Diesel was also recorded by video cameras while he delivered his line(s), giving artists a mountain of a man to reference for the task of animating the tree.
In some sense, “Guardians” feels like a glorious put-on, as if some mischievous acidhead re-wrote the script of a typical blockbuster, filled it with throwback pop culture references and insane characters, and then Marvel just shrugged and made the movie anyway. For the most part, the studio has prioritized the growing Universe’s needs and aesthetic continuity over the specific quirks of any one director, but “Guardians” is very obviously a movie made by Gunn, who once worked at schlock-house Troma, went on to direct horror-comedy “Slither” and followed up with the 2011 dark superhero send-up comedy “Super,” both of which had rough times finding audiences.
Both experiences, he said, taught him lessons that he took into making the exponentially bigger “Guardians.”
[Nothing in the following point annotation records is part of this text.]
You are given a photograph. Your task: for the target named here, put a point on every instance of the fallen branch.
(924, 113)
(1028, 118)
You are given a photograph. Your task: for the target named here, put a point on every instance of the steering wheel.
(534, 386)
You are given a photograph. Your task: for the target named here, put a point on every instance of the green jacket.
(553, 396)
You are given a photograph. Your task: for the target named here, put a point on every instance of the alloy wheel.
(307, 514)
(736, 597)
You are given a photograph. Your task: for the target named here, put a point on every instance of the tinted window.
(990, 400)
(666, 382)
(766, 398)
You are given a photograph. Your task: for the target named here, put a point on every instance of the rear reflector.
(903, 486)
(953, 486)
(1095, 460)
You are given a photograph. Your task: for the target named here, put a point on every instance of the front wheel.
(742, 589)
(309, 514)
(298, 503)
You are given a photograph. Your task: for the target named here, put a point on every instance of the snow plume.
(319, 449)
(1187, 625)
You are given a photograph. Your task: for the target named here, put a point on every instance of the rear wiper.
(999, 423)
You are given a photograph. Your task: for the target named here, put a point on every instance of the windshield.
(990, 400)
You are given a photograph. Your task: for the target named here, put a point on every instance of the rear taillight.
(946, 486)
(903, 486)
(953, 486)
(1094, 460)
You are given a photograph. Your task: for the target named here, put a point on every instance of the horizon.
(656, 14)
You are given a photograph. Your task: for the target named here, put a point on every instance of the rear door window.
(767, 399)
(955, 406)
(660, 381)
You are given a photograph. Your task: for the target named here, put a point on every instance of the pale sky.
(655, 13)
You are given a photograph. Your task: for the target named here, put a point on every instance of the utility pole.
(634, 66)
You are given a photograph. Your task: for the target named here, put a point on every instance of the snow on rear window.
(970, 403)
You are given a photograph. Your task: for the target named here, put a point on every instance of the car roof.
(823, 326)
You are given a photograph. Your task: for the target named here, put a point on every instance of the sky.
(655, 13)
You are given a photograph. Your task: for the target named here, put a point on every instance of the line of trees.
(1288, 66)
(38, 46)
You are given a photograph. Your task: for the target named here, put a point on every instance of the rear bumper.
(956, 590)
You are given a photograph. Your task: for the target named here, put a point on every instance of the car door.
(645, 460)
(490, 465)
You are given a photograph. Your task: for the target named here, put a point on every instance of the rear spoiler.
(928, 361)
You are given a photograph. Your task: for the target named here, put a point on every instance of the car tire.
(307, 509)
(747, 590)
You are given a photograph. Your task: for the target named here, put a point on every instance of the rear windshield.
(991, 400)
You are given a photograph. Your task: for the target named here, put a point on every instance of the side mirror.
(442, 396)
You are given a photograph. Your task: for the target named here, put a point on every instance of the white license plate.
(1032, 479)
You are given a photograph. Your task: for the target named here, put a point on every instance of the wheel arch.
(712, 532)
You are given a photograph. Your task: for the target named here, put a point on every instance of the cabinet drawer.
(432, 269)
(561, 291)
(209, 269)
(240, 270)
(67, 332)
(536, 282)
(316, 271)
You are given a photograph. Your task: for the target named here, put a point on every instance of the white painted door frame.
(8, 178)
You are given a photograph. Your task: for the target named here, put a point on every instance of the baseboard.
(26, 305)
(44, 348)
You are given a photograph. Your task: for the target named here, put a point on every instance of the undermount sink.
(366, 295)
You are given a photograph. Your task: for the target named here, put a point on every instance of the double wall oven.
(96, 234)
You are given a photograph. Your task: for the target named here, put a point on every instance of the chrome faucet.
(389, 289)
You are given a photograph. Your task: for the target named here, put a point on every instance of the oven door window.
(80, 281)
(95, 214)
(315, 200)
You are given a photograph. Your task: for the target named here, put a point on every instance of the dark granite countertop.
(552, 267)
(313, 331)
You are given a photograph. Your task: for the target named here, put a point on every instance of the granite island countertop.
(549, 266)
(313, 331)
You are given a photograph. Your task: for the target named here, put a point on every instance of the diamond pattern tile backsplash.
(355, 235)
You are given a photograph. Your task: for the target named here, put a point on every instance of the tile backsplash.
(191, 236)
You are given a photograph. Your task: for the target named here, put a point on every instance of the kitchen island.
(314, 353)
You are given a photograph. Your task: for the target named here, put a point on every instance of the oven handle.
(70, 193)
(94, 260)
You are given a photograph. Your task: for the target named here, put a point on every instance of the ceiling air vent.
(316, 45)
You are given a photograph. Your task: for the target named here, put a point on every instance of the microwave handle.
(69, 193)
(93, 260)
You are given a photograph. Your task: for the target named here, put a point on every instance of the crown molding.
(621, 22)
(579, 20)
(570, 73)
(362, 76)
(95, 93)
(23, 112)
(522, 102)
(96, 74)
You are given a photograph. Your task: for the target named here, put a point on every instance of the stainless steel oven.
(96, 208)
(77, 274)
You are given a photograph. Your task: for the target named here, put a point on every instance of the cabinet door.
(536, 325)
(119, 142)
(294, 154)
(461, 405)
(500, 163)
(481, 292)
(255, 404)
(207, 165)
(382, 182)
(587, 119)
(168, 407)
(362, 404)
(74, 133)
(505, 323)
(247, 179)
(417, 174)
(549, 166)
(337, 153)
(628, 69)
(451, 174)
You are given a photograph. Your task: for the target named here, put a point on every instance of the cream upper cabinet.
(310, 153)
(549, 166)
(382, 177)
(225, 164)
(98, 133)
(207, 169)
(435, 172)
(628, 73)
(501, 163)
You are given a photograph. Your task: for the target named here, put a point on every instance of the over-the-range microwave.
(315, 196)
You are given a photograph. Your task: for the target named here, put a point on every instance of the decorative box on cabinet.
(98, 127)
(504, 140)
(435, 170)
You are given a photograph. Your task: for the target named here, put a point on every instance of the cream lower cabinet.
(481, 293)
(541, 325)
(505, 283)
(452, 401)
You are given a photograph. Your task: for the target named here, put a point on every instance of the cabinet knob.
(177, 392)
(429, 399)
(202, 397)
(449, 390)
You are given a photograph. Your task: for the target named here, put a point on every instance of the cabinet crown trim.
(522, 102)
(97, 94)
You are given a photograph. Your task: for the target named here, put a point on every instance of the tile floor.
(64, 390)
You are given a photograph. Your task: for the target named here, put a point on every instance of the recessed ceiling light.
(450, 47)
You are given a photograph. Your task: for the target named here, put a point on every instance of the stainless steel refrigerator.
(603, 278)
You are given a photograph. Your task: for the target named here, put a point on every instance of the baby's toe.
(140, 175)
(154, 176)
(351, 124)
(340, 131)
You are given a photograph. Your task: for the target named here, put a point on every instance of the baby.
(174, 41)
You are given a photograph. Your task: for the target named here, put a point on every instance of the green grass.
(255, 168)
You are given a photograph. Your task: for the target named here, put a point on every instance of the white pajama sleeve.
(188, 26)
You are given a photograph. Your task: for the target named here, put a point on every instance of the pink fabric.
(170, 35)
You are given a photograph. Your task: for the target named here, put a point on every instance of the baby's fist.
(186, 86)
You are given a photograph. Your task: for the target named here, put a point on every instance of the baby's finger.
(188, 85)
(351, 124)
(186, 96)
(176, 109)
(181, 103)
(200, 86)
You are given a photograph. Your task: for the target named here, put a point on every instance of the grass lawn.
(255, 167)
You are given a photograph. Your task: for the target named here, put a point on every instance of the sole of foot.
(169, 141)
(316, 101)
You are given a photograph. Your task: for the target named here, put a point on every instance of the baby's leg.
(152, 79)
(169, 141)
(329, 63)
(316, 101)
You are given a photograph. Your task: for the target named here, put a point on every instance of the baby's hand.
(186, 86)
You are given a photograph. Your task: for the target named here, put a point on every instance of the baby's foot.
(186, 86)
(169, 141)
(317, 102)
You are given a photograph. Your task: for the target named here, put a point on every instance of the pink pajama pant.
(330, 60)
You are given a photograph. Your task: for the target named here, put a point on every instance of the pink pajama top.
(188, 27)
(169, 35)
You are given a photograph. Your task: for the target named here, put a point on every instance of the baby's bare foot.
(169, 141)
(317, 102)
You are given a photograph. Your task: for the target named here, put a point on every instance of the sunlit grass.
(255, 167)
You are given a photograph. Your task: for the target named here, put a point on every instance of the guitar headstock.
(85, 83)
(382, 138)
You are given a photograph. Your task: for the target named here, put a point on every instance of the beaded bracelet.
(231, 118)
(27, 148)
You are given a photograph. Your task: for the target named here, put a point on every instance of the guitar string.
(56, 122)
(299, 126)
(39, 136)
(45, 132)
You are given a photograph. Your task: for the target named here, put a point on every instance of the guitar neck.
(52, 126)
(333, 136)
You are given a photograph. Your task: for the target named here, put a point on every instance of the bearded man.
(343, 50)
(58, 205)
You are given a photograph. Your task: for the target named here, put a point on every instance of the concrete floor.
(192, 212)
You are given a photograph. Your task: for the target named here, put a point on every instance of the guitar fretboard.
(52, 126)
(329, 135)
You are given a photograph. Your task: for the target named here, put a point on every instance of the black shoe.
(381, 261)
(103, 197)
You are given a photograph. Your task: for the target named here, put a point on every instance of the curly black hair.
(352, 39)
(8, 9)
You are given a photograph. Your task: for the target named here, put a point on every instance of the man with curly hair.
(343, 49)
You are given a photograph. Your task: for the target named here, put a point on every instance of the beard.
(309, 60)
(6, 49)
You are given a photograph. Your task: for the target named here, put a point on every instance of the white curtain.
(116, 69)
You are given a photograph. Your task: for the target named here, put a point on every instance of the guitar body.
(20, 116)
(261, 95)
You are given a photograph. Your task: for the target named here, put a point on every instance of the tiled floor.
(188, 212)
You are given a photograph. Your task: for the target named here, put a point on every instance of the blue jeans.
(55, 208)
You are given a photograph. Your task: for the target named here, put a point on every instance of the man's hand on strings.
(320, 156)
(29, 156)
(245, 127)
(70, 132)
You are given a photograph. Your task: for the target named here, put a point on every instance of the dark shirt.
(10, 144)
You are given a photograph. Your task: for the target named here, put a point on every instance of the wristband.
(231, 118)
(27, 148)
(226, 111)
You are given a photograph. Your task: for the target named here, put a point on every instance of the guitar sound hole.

“In ‘Super’ I was very specifically speaking to a smaller audience, and in this movie I’m very specifically speaking to a larger, more international audience,” Gunn said. “So I think part of me is, I have to feel what the audience is. And I also have to feel what part of myself is telling the story. And ‘Super’ was just a different part of myself. And truly, ‘Super’ was a movie that I loved and believed in, but it was also a script that I wrote in 2002, so I was sort of reflecting, telling the story of an earlier self of mine. And this movie I wrote and immediately went into directing it, so the story I think was a lot more present and a lot more relevant to who I am today in a lot of ways.”